Govt lays out norms for using remote sensing devices for monitoring vehicular emission
The Centre has drafted guidelines for the installation of remote sensing devices to monitor on-road vehicular exhaust emissions, collect data, and recommend pollution thresholds for different vehicles and fuel types.
A remote sensing device measures exhaust emission through absorption spectroscopy without interfering with the vehicle or its driver. The device comprises a light source and a detector that is placed on the side of the road or at a height to transmit a laser beam. The beam measures the exhaust fumes remotely through spectroscopy when vehicles cross its light path.

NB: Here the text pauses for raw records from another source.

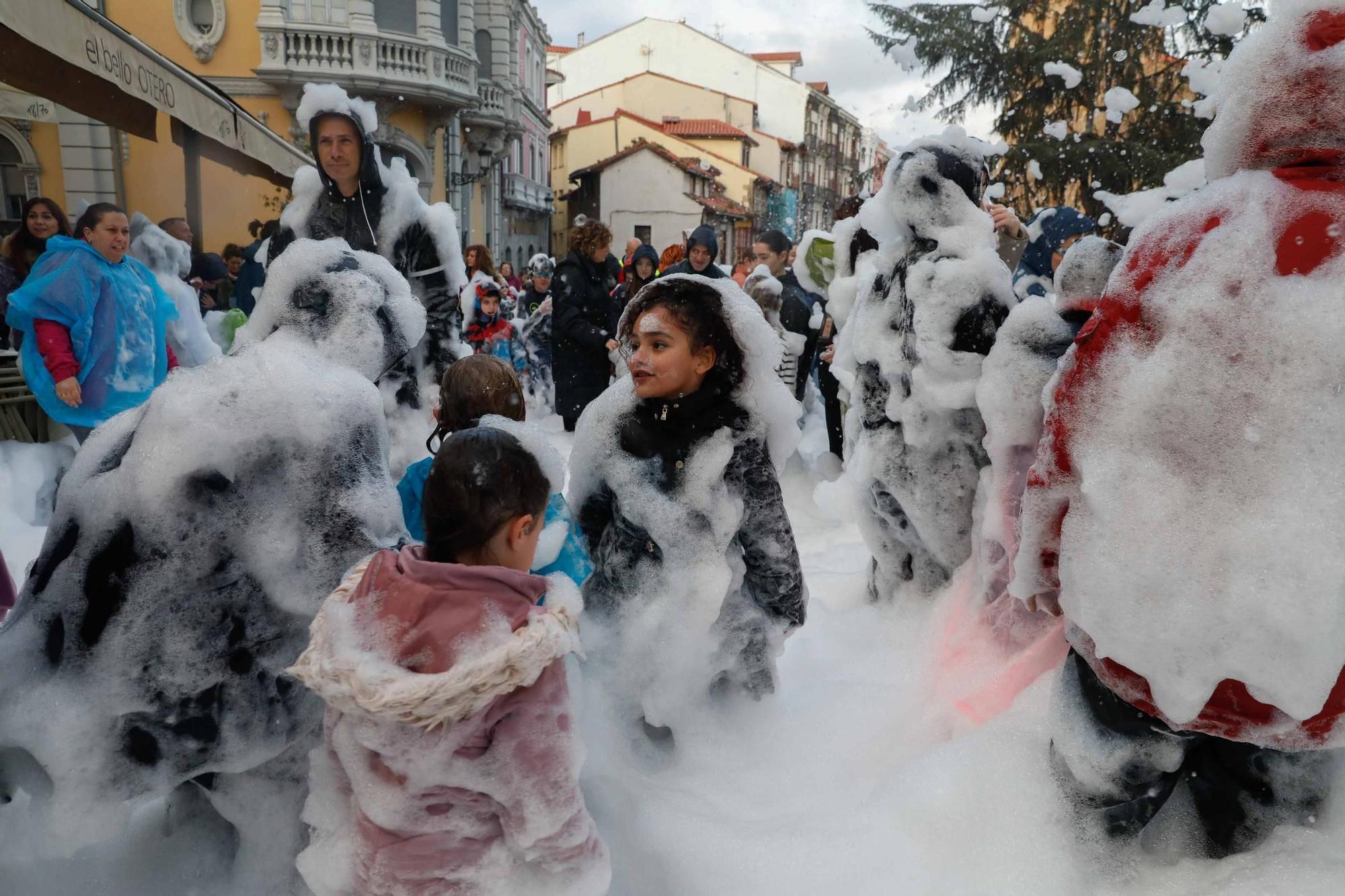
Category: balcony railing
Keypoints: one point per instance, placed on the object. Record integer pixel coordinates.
(527, 194)
(299, 52)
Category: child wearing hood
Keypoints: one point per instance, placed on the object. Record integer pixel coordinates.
(697, 577)
(451, 760)
(477, 388)
(490, 333)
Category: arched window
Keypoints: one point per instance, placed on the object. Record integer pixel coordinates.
(11, 178)
(449, 21)
(484, 54)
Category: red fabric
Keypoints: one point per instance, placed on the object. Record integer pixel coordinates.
(59, 353)
(1307, 243)
(482, 337)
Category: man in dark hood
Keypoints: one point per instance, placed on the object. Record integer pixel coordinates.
(703, 248)
(373, 208)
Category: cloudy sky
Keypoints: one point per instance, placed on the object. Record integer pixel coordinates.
(831, 34)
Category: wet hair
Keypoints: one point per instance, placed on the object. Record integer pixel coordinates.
(93, 216)
(775, 241)
(590, 236)
(484, 260)
(22, 243)
(479, 482)
(473, 388)
(700, 311)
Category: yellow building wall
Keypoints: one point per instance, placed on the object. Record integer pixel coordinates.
(151, 21)
(46, 143)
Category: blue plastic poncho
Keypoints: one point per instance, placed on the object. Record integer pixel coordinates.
(116, 315)
(574, 559)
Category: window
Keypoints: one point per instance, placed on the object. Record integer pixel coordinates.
(484, 53)
(396, 15)
(11, 178)
(449, 21)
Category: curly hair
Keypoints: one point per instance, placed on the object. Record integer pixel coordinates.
(591, 235)
(699, 310)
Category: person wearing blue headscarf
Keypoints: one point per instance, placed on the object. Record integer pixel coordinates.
(1056, 229)
(95, 323)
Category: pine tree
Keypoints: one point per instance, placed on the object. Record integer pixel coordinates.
(999, 57)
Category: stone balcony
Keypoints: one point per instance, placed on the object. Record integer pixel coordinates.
(527, 194)
(365, 63)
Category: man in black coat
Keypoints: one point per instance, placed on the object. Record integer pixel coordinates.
(583, 325)
(703, 248)
(773, 249)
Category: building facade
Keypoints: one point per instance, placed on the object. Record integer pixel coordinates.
(458, 85)
(797, 135)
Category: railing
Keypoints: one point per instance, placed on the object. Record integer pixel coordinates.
(493, 100)
(525, 193)
(298, 52)
(321, 50)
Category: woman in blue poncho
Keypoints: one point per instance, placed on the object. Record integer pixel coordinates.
(1058, 228)
(93, 319)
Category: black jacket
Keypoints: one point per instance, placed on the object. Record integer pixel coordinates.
(701, 236)
(670, 431)
(583, 319)
(796, 314)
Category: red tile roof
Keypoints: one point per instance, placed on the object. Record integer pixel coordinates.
(654, 75)
(689, 165)
(723, 206)
(705, 128)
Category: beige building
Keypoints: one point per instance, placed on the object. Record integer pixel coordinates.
(743, 193)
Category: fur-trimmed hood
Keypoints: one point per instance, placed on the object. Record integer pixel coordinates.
(422, 643)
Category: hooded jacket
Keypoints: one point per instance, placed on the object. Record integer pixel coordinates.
(703, 236)
(1230, 264)
(387, 214)
(1034, 275)
(453, 758)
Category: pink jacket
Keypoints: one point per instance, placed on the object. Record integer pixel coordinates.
(453, 759)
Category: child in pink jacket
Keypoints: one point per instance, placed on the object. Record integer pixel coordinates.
(451, 760)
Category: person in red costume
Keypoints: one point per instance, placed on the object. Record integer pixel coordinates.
(1186, 510)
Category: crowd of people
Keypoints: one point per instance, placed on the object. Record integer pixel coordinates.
(451, 751)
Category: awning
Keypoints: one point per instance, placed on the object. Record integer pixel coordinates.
(71, 54)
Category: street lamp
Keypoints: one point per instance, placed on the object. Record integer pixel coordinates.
(484, 169)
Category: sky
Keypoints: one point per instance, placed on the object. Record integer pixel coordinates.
(831, 34)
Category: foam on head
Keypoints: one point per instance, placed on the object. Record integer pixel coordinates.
(1278, 93)
(321, 99)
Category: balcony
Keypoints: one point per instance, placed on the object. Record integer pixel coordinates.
(527, 194)
(295, 53)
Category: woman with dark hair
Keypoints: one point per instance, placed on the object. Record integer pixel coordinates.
(583, 322)
(676, 477)
(644, 270)
(95, 323)
(42, 220)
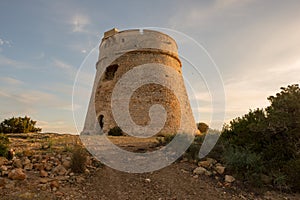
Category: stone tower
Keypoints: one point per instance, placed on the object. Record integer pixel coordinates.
(123, 51)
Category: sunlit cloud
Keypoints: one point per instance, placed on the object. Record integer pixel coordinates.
(10, 81)
(79, 23)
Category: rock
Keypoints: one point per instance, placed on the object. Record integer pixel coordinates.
(211, 161)
(38, 166)
(43, 173)
(27, 195)
(59, 170)
(147, 180)
(27, 152)
(220, 169)
(10, 185)
(54, 184)
(11, 154)
(2, 182)
(48, 166)
(25, 161)
(3, 161)
(3, 168)
(43, 187)
(17, 174)
(199, 170)
(44, 180)
(79, 179)
(17, 163)
(28, 166)
(266, 179)
(66, 164)
(206, 164)
(229, 179)
(208, 173)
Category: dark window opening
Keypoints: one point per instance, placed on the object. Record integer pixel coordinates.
(101, 121)
(110, 72)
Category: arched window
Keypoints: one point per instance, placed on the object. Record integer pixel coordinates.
(101, 121)
(110, 72)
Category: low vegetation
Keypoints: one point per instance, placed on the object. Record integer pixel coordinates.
(4, 142)
(78, 160)
(266, 142)
(116, 131)
(18, 125)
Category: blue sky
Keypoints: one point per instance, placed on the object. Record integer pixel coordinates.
(255, 44)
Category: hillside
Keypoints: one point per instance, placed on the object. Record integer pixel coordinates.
(41, 170)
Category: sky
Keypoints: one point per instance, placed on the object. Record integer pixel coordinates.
(254, 44)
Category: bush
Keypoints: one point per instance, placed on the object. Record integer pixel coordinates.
(4, 141)
(244, 164)
(202, 127)
(78, 161)
(18, 125)
(292, 171)
(267, 139)
(115, 131)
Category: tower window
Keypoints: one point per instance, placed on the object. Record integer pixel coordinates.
(110, 72)
(101, 121)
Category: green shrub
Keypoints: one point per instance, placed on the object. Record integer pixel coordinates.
(115, 131)
(78, 160)
(267, 139)
(244, 164)
(4, 141)
(18, 125)
(292, 172)
(166, 139)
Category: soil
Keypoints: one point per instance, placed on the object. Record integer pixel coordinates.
(176, 181)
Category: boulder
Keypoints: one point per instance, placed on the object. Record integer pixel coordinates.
(38, 166)
(28, 166)
(25, 161)
(59, 170)
(220, 169)
(211, 161)
(3, 161)
(229, 179)
(2, 182)
(66, 164)
(199, 170)
(54, 184)
(17, 174)
(17, 163)
(43, 173)
(48, 166)
(206, 164)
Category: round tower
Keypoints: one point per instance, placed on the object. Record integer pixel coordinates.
(124, 51)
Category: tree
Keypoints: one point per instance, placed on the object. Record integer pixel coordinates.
(18, 125)
(202, 127)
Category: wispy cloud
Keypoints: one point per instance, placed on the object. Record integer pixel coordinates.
(10, 81)
(4, 42)
(62, 65)
(79, 23)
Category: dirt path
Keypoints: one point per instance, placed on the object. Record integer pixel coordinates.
(176, 181)
(173, 182)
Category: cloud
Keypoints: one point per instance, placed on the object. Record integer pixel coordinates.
(61, 64)
(5, 42)
(11, 81)
(79, 23)
(8, 62)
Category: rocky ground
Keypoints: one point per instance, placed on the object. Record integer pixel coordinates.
(41, 169)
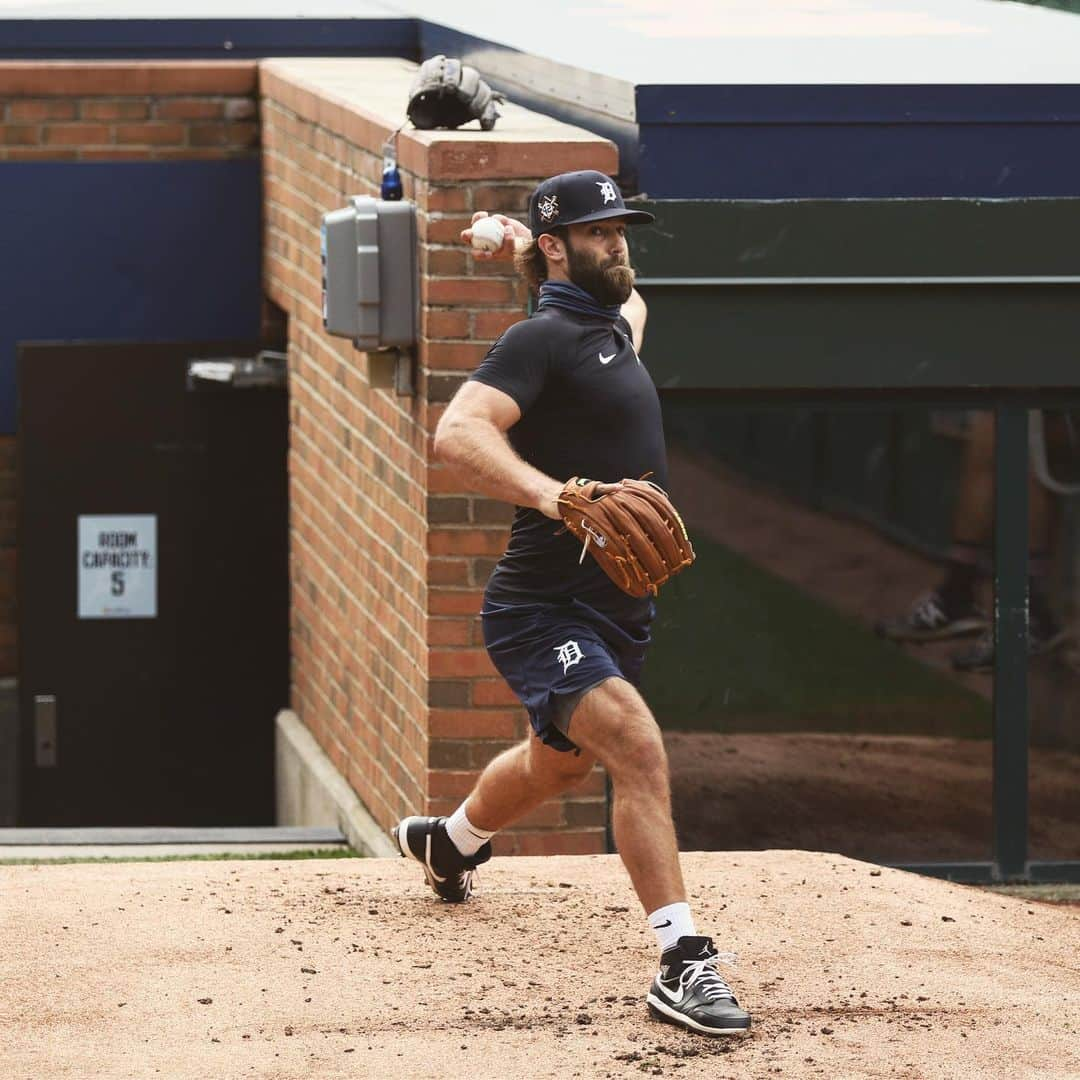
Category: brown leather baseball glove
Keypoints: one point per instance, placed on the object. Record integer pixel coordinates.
(633, 531)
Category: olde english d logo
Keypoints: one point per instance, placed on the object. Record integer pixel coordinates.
(568, 655)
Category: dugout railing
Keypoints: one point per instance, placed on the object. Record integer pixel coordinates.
(944, 302)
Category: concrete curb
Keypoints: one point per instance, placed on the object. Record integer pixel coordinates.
(311, 791)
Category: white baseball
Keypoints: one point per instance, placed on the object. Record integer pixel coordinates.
(487, 234)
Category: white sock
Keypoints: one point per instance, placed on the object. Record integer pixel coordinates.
(671, 922)
(466, 836)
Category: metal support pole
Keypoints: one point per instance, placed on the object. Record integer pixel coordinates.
(1010, 636)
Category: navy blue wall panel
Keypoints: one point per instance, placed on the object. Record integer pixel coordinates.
(205, 38)
(132, 251)
(850, 143)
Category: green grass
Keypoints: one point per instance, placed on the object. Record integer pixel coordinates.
(224, 856)
(737, 648)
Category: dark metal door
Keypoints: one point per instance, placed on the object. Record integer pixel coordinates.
(162, 715)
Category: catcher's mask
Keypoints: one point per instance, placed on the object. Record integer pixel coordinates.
(446, 93)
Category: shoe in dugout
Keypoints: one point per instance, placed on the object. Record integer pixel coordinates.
(689, 991)
(1043, 637)
(933, 619)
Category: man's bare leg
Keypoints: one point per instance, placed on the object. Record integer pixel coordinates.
(521, 779)
(613, 724)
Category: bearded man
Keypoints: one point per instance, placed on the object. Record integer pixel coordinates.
(562, 394)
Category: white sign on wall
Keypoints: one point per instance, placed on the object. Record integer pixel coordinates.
(118, 566)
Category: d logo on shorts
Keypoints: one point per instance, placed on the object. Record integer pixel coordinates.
(568, 655)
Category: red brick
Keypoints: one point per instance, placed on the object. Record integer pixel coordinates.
(491, 691)
(458, 602)
(493, 324)
(449, 631)
(77, 134)
(151, 134)
(116, 153)
(126, 78)
(444, 261)
(448, 571)
(457, 197)
(444, 324)
(460, 356)
(21, 134)
(189, 108)
(37, 153)
(473, 724)
(31, 111)
(445, 782)
(467, 291)
(115, 110)
(459, 663)
(467, 541)
(443, 230)
(509, 199)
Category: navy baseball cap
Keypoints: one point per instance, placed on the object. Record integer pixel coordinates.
(572, 198)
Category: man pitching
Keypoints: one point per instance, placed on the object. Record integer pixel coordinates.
(564, 394)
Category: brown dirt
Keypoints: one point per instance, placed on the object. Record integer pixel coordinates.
(891, 798)
(352, 969)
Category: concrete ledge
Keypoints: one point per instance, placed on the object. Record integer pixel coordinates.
(311, 792)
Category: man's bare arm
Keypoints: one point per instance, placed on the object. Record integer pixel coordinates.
(472, 437)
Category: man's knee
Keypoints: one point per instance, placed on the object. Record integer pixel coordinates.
(617, 725)
(559, 768)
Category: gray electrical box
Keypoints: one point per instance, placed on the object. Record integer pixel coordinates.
(370, 283)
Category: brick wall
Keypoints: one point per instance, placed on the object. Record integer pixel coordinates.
(127, 110)
(389, 555)
(112, 111)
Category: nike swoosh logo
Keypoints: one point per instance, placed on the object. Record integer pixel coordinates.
(674, 998)
(427, 852)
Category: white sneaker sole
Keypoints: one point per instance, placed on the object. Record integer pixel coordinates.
(433, 880)
(667, 1014)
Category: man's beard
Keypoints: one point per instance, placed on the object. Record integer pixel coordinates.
(609, 283)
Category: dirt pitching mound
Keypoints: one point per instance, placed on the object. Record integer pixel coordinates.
(352, 969)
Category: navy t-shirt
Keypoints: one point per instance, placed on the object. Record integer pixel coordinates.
(589, 408)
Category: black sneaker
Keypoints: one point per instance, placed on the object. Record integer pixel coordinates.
(931, 619)
(1041, 639)
(689, 991)
(447, 871)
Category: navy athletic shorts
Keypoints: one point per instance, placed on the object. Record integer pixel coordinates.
(552, 655)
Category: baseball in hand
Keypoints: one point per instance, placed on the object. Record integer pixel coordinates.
(487, 234)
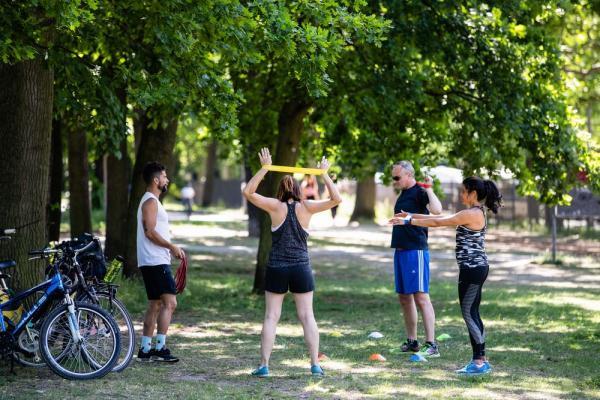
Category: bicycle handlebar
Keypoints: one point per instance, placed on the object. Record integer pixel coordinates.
(84, 248)
(43, 253)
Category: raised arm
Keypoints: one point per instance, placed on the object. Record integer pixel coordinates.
(266, 203)
(315, 206)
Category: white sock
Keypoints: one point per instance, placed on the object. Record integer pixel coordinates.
(161, 341)
(146, 343)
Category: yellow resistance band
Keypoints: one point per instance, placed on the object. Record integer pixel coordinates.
(298, 170)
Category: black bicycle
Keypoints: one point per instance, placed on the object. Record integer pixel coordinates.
(77, 340)
(86, 275)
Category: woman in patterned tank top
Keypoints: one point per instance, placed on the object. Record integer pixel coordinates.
(471, 225)
(289, 266)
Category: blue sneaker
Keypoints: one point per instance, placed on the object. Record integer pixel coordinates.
(261, 372)
(472, 369)
(316, 370)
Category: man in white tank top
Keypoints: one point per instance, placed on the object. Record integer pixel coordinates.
(154, 250)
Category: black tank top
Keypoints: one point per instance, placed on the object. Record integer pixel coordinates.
(289, 247)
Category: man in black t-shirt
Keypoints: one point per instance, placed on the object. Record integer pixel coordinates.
(411, 258)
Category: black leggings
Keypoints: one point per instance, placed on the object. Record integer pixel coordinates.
(470, 283)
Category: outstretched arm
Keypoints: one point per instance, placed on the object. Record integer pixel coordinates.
(266, 203)
(149, 213)
(460, 218)
(315, 206)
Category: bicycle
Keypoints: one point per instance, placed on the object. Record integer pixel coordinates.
(77, 340)
(88, 285)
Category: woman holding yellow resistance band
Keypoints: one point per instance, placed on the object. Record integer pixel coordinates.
(289, 265)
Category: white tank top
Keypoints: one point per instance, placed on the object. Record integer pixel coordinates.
(148, 253)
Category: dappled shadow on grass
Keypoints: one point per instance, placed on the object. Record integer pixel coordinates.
(542, 341)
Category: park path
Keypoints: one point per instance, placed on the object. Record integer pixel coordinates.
(515, 258)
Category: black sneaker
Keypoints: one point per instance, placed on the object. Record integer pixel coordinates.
(164, 355)
(410, 345)
(146, 357)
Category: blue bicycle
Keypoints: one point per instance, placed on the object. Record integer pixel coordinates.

The measurement of exhaust emissions from vehicles during normal, on-road operations is key to any effective system for controlling air pollution. Remote sensing can alter the way emissions are currently monitored from on-road vehicles and allow more efficient screening of highly polluting vehicles. It is essential for detecting discrepancies between certification-test performance and actual real-world vehicle emissions.
Vehicular emissions are one of the biggest contributors to PM2.5 pollutants, which are fine, inhalable particulate matter with diameters that are generally 2.5 microns, or about 30 times smaller than a strand of human hair. India recorded the world’s highest annual average concentration of PM 2.5 exposure in its air in 2019, according to the State of Global Air 2020 (Soga 2020) report released this month.
The norms for installation of remote sensing devices come in the backdrop of a directive issued by the Supreme Court in 2018 on the recommendations of the Environment (Pollution and Prevention) Control Authority (EPCA), instructing the Delhi government to explore remote sensing technology for on-road screening of polluting vehicles.
“We have drafted the guidelines to help state governments set up these devices as it is a new technology. They can be installed along roadsides and capture the emissions of the vehicles. It will be instrumental in analysing the emission of vehicles on road. A pilot had been done too after the directions of the Supreme Court,” an official said, requesting anonymity.
The transport ministry has drafted guidelines specifying the minimum technical and performance requirements for the remote sensing equipment.
HT has reviewed a copy of the guidelines, prepared by the Automotive Industry Standards Committee (AISC). The standards need to be approved by the permanent CMVR Technical Standing Committee (CTSC). CMVR is short for Central Motor Vehicles Rules.
After approval by CTSC, the Automotive Research Association of India (ARAI), Pune, being the secretariat of the AISC, will publish the standards.
“The matter of control of in-use vehicle emissions was deliberated at the 60th Meeting of Standing Committee on Implementation of Emission Legislation, held on 22nd August 2019 and subsequently an AIS panel under the Chairmanship of Director-ICAT was constituted with a focus to finalise technical guidance on remote sensing equipment, remote sensing data reporting which specifies design, construction, networking and data sharing of the motor vehicle and recommend polluter thresholds for a different vehicle and different fuel types,” the draft guidelines say.
“In the 61st Meeting of Standing Committee on Implementation of Emission Legislation held on 13th February 2020, it was directed to consider polluter thresholds based on prevalent emission norms and in the absence of authentic data for these thresholds, the Committee had agreed to consider the first year as monitoring phase to arrive at threshold values. This standard is technology-neutral and does not restrict any arrangement for implementation based on the recommendations for implementing of remote sensing of emissions of in-use vehicles for on-road monitoring as per the directions of the Hon’ble Supreme Court and the EPCA Report No 99 dated 26th July 2019,” the guidelines add.
The remote sensing devices will be fitted with emission analysers. The devices will be linked to the central vehicle database, Vahan, and also to each vehicle’s FASTag, which allows electronic toll collection at highway plazas, according to the draft guidelines.
“The RSD [remote sensing device] must be GPS/IRNSS enabled – to identify the location of the device and communication with the authorized servers for data exchange [real-time data transfer]. There must be a system to capture the image of the registration number of the vehicle at a rate of 99% or greater of the vehicles passing through the RSD measurement location,” the guidelines say.
GPS stands for Global Positioning System and IRNSS for Indian Regional Navigation Satellite System.
The system must also be equipped with Optical Character Recognition (OCR) or any other suitable technology to identify the registration numbers of vehicles. It will also have a FASTag reader for mapping the registration.
The pollution thresholds must be decided categorically while differentiating from the following parameters: category of the vehicle, the emission norms (Bharat Stage), and fuel type. A monitoring phase shall be established to capture vehicular emissions and define accurate polluter thresholds, the guidelines say. The monitoring phase will determine threshold limits for different vehicles, different emission norms and different fuel types with a focus on vehicles of category M (passenger vehicles) and N (goods vehicles).